Identifying Illegal Dyes in Red Spices Using UHPLC–MS/MS

Identifying Illegal Dyes in Red Spices Using UHPLC–MS/MS

Published on: 
Column, August 2021, Volume 17, Issue 08
Pages: 7

Researchers from the University of Barcelona in Barcelona, Spain, have developed an ultrahigh-performance liquid chromatography tandem mass spectrometry (UHPLC–MS/MS) method to determine eight banned dyes in turmeric, curry, and chili products (1).

The use of dyes to improve the aesthetic qualities of food is a common practice in food industries, however, certain types of dyes have been banned because they have been deemed unsafe for human consumption. Dyes such as Sudan I-IV, Sudan Orange, Sudan Red 7B, Para Red, and Rhodamine B have been banned in many countries because they have been linked to genotoxic and carcinogenic properties. However, not all countries have implemented such regulations and the monitoring of imported food products for such compounds is therefore of great importance, requiring new sensitive methods.

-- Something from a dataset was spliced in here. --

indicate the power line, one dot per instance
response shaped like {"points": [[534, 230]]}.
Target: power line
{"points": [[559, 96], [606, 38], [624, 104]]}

In this study, the feasibility of electrospray ionization (ESI), atmospheric-pressure chemical ionization (APCI), and atmospheric pressure photoionization (APPI) for the ionization of the dye compounds was evaluated. The tandem mass spectrometry (MS/MS) fragmentation of dye compounds was evaluated and used to establish fragmentation pathways and common fragmentation behaviours, with the most significant, characteristic, and abundant product ions being selected for a UHPLC–MS/MS method targeting those compounds from the spice samples.

The study identified that out of the three atmospheric pressure ionization sources APCI performed the best, with matrix effect (ME) values ranging from 2 to 25%. Furthermore, the proposed method performed well, providing low method limits of detection (MLODs) (1–48 μg kg−1), good intra-day precision (RSD % < 15%), and accurate quantitation (relative error % < 15%).


Researchers went on to demonstrate the applicability of the method through the analysis of turmeric, curry, and chili product, with the results showing that the method was able to detect the compounds in the low μg kg−1 range.


  1. A. Arrizabalaga-Larrañaga et al., Anal. Chim. Acta 1164, 338519 (2021).